Making Peace
- Author: Adam Curle
- Language: English
- Publisher: Harper and Row
- Publication date: 1971

= Making Peace =

1971 book by Adam Curle

Making Peace is a book by the British peace studies scholar Adam Curle, first published in 1971.

==Overview==
Making Peace was written during a sabbatical year Curle spent at the Richardson Institute in 1969–70. The book applies ideas from peace studies to Curle's own experiences, explores the definition of peacemaking and considers what constitute peaceful and non-peaceful relationships and what cause them. Curle draws on an approach associated with the Tavistock Institute of Human Relations during Curle's time there, which combined elements of psychoanalysis with aspects of typological psychology. Curle defines peacemaking as the process of transforming human relationships from unpeaceful forms to peaceful ones.

The first part of the book presents case studies of unpeaceful relationships and peacemaking processes, while the second part outlines aspects of peacemaking. The case studies range from interpersonal relationships between spouses to civil and international wars. Part of the book concentrates on conciliation and mediation, skills Curle saw as insufficiently understood and developed, and draws on social and humanistic psychology. Elsewhere Curle emphasises the role of development in creating positive peace. He describes private diplomacy as a practice distinguished by "its absolute separation from political interest and hence its potentiality to permit an open and relaxed relationship between human beings."

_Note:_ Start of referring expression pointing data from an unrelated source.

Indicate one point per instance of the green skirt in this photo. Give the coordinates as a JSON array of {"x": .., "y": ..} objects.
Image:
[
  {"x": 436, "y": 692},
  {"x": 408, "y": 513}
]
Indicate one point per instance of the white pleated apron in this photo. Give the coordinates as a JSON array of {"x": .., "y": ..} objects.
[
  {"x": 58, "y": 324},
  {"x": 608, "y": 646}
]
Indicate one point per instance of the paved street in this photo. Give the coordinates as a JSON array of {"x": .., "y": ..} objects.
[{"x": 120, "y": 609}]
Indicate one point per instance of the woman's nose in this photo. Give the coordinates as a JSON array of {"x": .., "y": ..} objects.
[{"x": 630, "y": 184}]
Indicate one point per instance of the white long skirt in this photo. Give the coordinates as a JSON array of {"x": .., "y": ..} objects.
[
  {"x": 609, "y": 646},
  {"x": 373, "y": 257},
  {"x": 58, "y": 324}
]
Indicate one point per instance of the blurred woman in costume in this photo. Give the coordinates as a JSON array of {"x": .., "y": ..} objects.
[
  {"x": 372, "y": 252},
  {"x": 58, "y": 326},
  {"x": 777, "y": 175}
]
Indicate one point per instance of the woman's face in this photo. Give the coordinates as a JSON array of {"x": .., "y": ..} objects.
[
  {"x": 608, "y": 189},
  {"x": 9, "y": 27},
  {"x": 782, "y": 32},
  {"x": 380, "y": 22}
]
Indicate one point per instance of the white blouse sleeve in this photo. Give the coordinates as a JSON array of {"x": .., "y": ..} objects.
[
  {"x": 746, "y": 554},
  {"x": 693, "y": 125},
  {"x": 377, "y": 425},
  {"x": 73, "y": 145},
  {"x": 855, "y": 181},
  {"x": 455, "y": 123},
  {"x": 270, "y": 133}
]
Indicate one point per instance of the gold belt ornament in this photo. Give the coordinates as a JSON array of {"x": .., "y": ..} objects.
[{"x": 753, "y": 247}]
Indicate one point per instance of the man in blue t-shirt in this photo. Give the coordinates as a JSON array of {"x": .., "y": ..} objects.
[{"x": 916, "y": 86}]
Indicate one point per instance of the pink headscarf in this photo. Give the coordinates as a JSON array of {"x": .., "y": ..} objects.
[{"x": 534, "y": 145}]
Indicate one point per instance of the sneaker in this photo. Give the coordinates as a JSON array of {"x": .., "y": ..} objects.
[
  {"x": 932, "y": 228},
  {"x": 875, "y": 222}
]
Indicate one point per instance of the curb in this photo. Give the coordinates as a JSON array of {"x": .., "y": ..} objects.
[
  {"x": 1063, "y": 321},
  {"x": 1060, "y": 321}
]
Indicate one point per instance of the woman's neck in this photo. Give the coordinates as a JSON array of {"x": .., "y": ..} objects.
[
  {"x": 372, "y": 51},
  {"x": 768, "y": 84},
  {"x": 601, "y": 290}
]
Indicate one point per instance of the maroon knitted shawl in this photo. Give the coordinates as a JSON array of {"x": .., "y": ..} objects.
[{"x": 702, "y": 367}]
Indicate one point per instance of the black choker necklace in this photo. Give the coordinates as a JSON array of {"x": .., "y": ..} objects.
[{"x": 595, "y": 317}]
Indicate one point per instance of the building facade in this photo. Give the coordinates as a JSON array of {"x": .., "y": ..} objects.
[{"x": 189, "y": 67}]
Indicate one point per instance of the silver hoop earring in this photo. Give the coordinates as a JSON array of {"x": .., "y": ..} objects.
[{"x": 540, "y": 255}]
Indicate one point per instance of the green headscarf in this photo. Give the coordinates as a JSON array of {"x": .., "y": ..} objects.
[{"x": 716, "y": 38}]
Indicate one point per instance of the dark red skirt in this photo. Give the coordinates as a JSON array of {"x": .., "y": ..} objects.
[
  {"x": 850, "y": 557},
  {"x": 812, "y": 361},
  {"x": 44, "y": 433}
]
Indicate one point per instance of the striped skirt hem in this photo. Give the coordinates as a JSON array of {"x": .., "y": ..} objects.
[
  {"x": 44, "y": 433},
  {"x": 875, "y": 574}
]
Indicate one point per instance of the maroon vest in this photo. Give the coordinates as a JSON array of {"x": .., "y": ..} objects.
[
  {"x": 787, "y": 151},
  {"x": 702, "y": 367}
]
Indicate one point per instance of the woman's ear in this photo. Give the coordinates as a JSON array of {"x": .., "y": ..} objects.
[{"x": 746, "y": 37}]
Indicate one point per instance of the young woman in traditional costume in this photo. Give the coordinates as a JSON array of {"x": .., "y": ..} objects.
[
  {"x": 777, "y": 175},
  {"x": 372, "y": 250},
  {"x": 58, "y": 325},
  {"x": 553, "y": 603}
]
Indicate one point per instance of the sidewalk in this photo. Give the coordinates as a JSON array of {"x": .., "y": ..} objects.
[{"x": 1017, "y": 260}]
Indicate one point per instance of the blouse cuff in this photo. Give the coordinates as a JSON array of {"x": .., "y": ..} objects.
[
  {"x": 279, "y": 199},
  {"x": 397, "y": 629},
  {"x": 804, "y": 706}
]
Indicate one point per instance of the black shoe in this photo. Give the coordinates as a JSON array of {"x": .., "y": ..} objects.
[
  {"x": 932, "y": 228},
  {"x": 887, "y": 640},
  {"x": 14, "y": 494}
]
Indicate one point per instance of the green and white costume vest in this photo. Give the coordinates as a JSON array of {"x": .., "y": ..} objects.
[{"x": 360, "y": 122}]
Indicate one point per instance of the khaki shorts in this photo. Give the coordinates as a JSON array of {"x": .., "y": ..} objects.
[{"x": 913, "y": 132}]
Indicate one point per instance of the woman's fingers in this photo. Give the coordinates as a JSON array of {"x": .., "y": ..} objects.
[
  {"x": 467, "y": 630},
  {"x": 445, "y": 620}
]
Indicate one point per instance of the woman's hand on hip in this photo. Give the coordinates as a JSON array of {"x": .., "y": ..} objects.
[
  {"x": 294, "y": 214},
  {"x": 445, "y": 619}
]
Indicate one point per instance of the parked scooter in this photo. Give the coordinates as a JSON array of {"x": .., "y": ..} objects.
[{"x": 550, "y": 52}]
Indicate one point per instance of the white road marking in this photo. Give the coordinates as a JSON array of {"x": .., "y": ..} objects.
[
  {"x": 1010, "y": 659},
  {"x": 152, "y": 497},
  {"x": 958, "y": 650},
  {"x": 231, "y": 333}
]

In Making Peace Curle outlines an "objectivist" theory of conflict, according to which conflicts can exist even when the parties in conflict are unaware of them (as opposed to "subjectivists" who believe a conflict must be perceived as such by the participants in order to exist). He argues that conflicts can exist regardless of their participants' conscious desires when the relationships in which they are engaged are unpeaceful or exploitative, and that observers' assessments of situations as peaceful or conflictual are ultimately value-driven and subjective.

==Critical reception==
Christopher Mitchell described the book as "the clearest (and in many senses the most honest) exposition of the objectivist position" in peace studies. Reviewing the book in Social Science Quarterly, Larry D. Adams described Curle's practical rather than scholarly approach as the book's greatest strength or weakness, depending on the reader's disposition, and suggested that policymakers and non-experts would be more likely to find the book interesting social scientists. Grady H. Nunn, reviewing it in The Journal of Politics, described the book's scope as "awesomely unconventional". In his review in International Affairs, Michael Banton described the book as unduly idealistic and "too personal" to generate in the reader "the kind of theoretical understanding which, by its ability to generate good hypotheses, stimulates self-sustaining advance." Tom Woodhouse described the book's "focus on relationships as the subject of peace" as that "which above all distinguishes and characterises" Curle's work.

==Impact==
Making Peace contributed to the emergence of the field of peace studies and established Curle as a leading figure in the field. The book's approach informed the path later taken by the Department of Peace Studies at the University of Bradford.